Between March and December last year Leeds City Council issued 6,259 tickets to drivers who were filmed straying into the lane on Kirkstall Road, at the junction with Viaduct Road in Kirkstall.
The £250,850 in fines from the camera dwarfed the average income of £38,000 from the city’s other 39 bus lane cameras in the previous 12 months.
The council says the cameras are designed to reduce congestion and encourage public transport usage – and the income is ring-fenced for highways spending.
But the authority has been taken to task by a Traffic Penalty Tribunal for rejecting an appeal by one driver without considering his evidence.
Property consultant Ian Kerry, 41, was given a penalty charge notice after cutting into the Kirkstall Road lane last August.
He wrote to the council asking for more information – but was told his appeal had been rejected before he had even made his case.
However, after taking the matter to a tribunal, Mr Kerry’s ticket was overturned.
In a critical written judgement the adjudicator said the council had “paid no regard at all to the possibility that he might wish to raise mitigation” in his defence.
The judgement added: “The council are obliged, of course, to consider not only if there was a contravention but, if and only if there was, what other information might mitigate it.
“Rejection only because there was a contravention is the wrong approach to their duty under the regulations.”
Mr Kerry said: “There’s clearly a rush on the part of the council to get their hands on the money as soon as possible. I’m virtually certain that there are many other people who would have legitimate grounds to appeal.”
Motorists face a £30 fine for using the bus lane, rising to £60 if they fail to pay within 14 days. Figures show 136 of the 6,259 tickets issued in relation to the Kirkstall Road camera last year were cancelled as the result of appeals.
The Kirkstall Road camera generated £12,514 in its first month. Fines peaked at £52,060 in April before declining steadily to £6,270 in November.
The figure rose again to £11,910 in December. A spokesman for the Automobile Association said: “It looks like the council gave lots of Christmas shoppers a nice little memento of their journey into Leeds.”

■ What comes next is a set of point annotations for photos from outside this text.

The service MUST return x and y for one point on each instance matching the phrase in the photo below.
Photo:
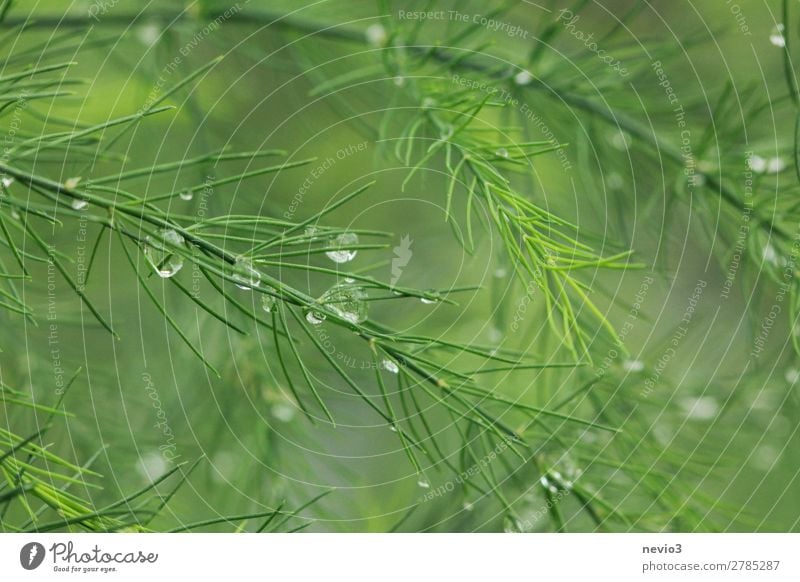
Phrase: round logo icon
(31, 555)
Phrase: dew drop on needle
(343, 254)
(162, 255)
(245, 274)
(390, 366)
(776, 37)
(347, 300)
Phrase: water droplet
(344, 255)
(314, 318)
(511, 525)
(283, 412)
(78, 204)
(776, 36)
(376, 35)
(160, 253)
(620, 140)
(151, 466)
(633, 365)
(697, 179)
(429, 299)
(390, 366)
(523, 78)
(447, 132)
(770, 255)
(701, 408)
(757, 164)
(614, 181)
(148, 34)
(312, 232)
(267, 302)
(346, 300)
(776, 165)
(246, 276)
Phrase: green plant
(474, 124)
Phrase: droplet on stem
(346, 300)
(245, 274)
(390, 366)
(523, 78)
(161, 255)
(776, 37)
(342, 254)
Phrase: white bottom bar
(403, 557)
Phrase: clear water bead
(523, 78)
(633, 365)
(246, 276)
(511, 525)
(342, 254)
(770, 254)
(776, 36)
(376, 35)
(757, 164)
(430, 299)
(390, 366)
(267, 302)
(776, 165)
(348, 301)
(314, 317)
(160, 253)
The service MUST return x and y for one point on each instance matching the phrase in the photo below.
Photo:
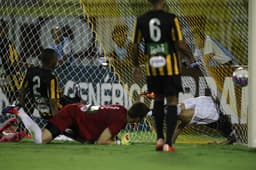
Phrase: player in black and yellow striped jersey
(10, 62)
(42, 85)
(163, 39)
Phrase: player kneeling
(93, 124)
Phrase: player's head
(49, 58)
(120, 34)
(137, 112)
(57, 34)
(4, 29)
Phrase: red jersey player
(95, 124)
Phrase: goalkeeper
(91, 124)
(40, 84)
(202, 110)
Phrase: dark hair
(138, 110)
(119, 28)
(47, 54)
(154, 1)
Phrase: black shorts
(165, 85)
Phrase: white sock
(31, 126)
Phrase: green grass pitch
(75, 156)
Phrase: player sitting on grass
(93, 124)
(202, 110)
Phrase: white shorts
(205, 111)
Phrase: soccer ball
(240, 77)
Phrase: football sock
(158, 112)
(9, 123)
(171, 121)
(31, 126)
(16, 137)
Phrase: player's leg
(8, 124)
(226, 128)
(158, 111)
(27, 121)
(172, 87)
(16, 137)
(171, 120)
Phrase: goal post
(252, 78)
(102, 29)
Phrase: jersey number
(154, 29)
(36, 86)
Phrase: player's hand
(125, 140)
(137, 75)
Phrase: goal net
(99, 31)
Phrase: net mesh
(99, 30)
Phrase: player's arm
(137, 36)
(53, 96)
(105, 138)
(23, 89)
(180, 126)
(181, 44)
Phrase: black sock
(158, 112)
(171, 121)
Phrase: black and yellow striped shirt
(161, 31)
(42, 84)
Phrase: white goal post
(252, 78)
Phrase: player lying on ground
(40, 84)
(204, 111)
(93, 124)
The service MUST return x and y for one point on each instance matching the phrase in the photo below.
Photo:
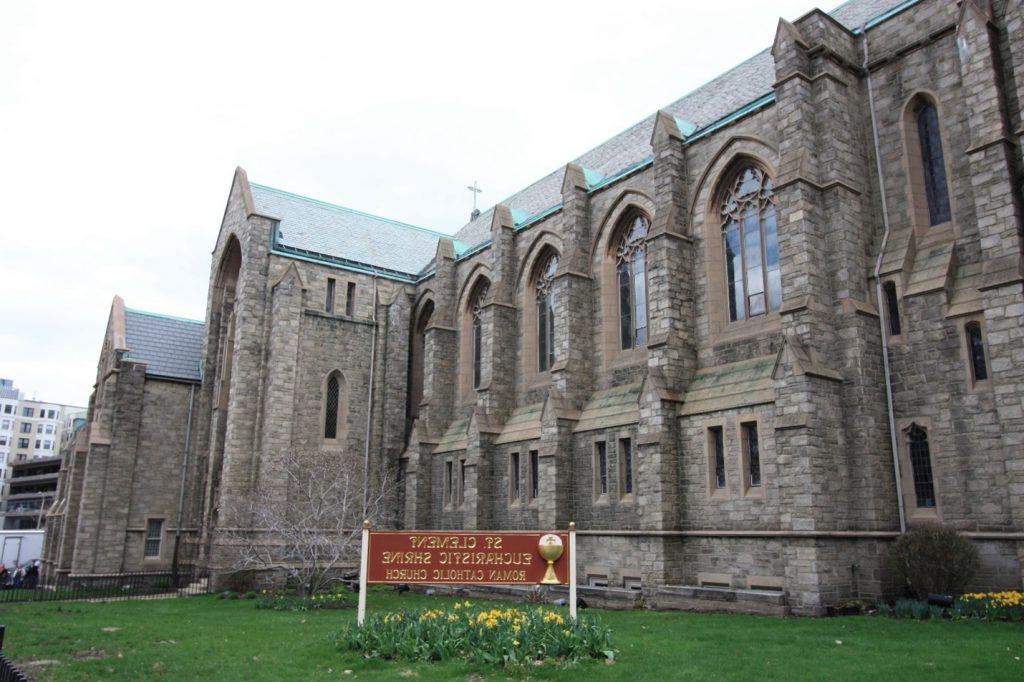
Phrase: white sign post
(364, 559)
(572, 570)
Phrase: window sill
(755, 493)
(718, 495)
(742, 330)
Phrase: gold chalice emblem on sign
(550, 548)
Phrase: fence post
(364, 562)
(572, 570)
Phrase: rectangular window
(626, 465)
(449, 482)
(330, 294)
(600, 469)
(752, 454)
(462, 481)
(154, 533)
(976, 351)
(892, 308)
(535, 474)
(514, 477)
(716, 450)
(350, 300)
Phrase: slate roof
(352, 239)
(171, 347)
(710, 102)
(730, 386)
(315, 227)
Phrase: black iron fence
(8, 673)
(153, 585)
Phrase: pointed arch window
(933, 164)
(921, 463)
(477, 331)
(631, 272)
(333, 406)
(544, 288)
(751, 239)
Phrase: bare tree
(306, 522)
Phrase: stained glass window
(751, 241)
(921, 462)
(546, 313)
(331, 408)
(933, 164)
(477, 312)
(976, 347)
(631, 273)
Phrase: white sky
(121, 125)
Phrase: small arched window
(921, 463)
(892, 308)
(976, 351)
(933, 163)
(477, 312)
(631, 270)
(545, 292)
(333, 406)
(751, 241)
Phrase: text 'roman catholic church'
(740, 344)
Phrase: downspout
(370, 409)
(880, 298)
(181, 487)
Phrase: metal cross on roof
(475, 189)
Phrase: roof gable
(171, 347)
(360, 240)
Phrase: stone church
(742, 344)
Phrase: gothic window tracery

He added fines were acceptable for inconsiderate drivers but there needed to be “discretion” shown towards motorists who strayed into the lane, especially to allow emergency vehicles past.
A council spokesman said: “The 39 bus lanes throughout Leeds are part of the city’s commitment to reduce congestion and improve public transport links. We closely monitor the impact of bus lane enforcement in different locations to make sure the measures we have taken are delivering the best possible outcomes for road users.”
The decline in fines showed drivers were getting the message, he said. In relation to Mr Kerry’s case he added: “We always take the decisions and recommendations made by Traffic Penalty Tribunals seriously to see if we can find better ways to operate and will do so in this case.”